Per chi ragiona in questo modo, le imposte sul reddito delle società sono, nella migliore delle ipotesi, una tassa furtiva pagata di fatto dai lavoratori. Nella peggiore delle ipotesi, un fattore di debilitazione degli investimenti. Peraltro, negli Stati Uniti, il tasso combinato federale e statale delle imposte sul reddito arriva quasi al 40%.
Resta che le imposte sul reddito delle società sono considerate da diversi economisti autentico ostacolo alla crescita, e i repubblicani americani non perdono occasione per richiamare quelle posizioni.

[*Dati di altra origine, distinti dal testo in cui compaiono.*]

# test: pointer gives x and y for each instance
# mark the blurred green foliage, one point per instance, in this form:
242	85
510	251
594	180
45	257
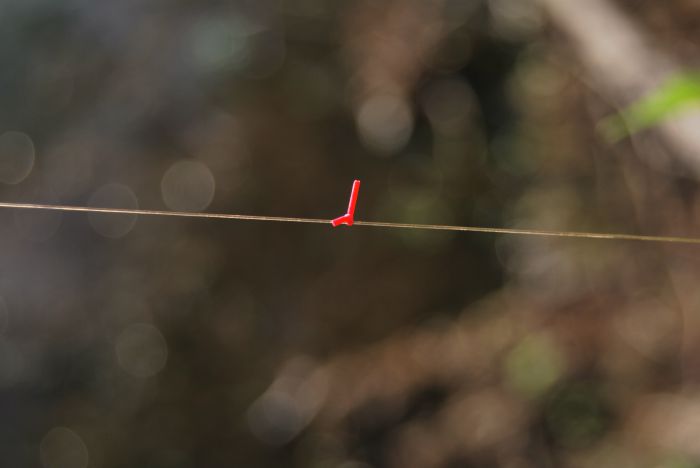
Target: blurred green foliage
678	94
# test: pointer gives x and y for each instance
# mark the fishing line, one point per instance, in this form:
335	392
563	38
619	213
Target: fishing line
433	227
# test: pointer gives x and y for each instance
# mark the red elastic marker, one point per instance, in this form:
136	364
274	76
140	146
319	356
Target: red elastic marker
349	217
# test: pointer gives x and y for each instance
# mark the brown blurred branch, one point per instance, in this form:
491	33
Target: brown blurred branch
621	59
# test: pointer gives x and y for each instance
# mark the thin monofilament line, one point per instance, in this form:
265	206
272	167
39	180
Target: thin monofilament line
433	227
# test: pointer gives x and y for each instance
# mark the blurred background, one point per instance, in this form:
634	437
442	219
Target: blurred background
160	342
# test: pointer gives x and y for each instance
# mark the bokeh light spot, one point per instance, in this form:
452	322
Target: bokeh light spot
385	123
188	186
16	157
534	365
141	350
63	448
113	196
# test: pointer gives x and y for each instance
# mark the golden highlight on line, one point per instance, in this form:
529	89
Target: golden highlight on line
433	227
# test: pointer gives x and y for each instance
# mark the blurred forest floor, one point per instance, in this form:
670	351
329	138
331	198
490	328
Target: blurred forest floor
178	343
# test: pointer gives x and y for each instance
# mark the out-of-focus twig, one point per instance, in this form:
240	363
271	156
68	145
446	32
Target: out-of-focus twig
622	60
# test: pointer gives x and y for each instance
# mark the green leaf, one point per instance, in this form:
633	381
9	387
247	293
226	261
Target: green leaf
676	95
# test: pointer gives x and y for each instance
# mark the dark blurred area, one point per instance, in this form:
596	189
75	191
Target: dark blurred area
132	341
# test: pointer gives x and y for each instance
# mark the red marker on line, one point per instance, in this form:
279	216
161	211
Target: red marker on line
349	217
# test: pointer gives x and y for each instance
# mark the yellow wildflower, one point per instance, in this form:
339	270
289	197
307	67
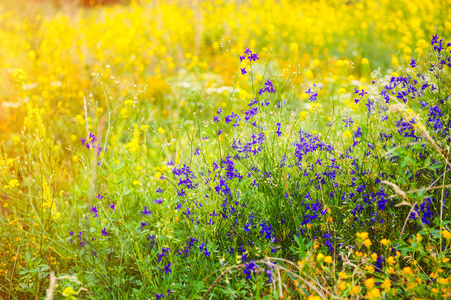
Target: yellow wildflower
369	283
355	290
367	242
362	235
391	260
446	234
386	284
343	275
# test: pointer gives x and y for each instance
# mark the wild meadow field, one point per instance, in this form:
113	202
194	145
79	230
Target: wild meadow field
225	149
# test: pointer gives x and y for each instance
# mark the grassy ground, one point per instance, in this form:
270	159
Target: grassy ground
225	150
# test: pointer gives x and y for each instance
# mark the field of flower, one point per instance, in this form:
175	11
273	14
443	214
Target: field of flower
245	149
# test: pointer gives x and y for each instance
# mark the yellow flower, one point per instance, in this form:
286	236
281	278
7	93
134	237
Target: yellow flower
391	260
370	269
343	275
419	237
386	284
369	283
68	291
362	235
303	114
347	134
446	234
367	242
13	183
308	74
355	290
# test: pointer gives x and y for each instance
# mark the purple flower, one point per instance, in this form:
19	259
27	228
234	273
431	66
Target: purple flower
94	211
253	57
167	268
145	211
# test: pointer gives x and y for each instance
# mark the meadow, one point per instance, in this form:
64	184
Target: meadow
225	149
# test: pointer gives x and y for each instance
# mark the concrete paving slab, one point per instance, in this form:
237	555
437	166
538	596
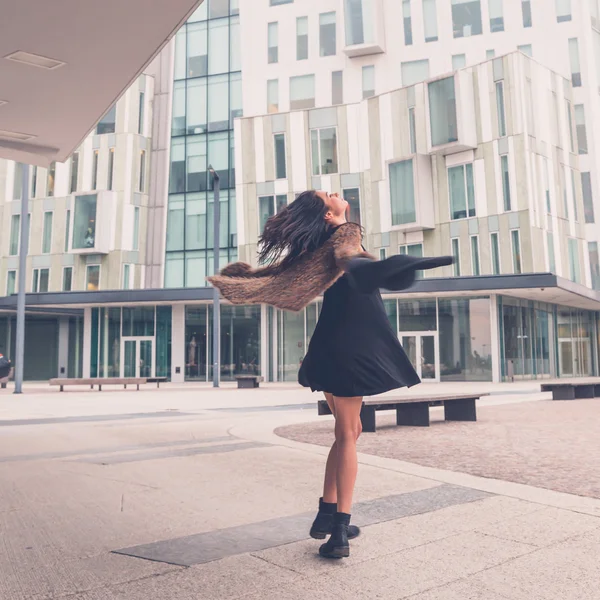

Un gran numero di esponenti democratici resta comunque preoccupato dalle misure fiscali che Trump si appresterebbe ad assumere. Ritengono che i grandi tagli fiscali che saranno regalati alle imprese, peggioreranno notevolmente la posizione fiscale dell’America e determineranno tagli ai programmi di spesa a favore dei poveri. Secondo loro, il taglio delle imposte dovrebbe eventualmente essere collegato ad impegni precisi delle imprese ad ampliare la base imponibile complessiva attraverso aumenti salariali, ad investire maggiormente in settori strategici e sociali, a rimpatriare profitti e divisioni aziendali, a ridurre evasione e money laundering in paradisi fiscali.
Nel dibattito, è utile richiamare come Gran Bretagna e Canada stiano mostrando che è possibile ridurre sensibilmente i tassi sulle imprese senza ridurne significativamente i ricavi, almeno come dato percentuale del Pil.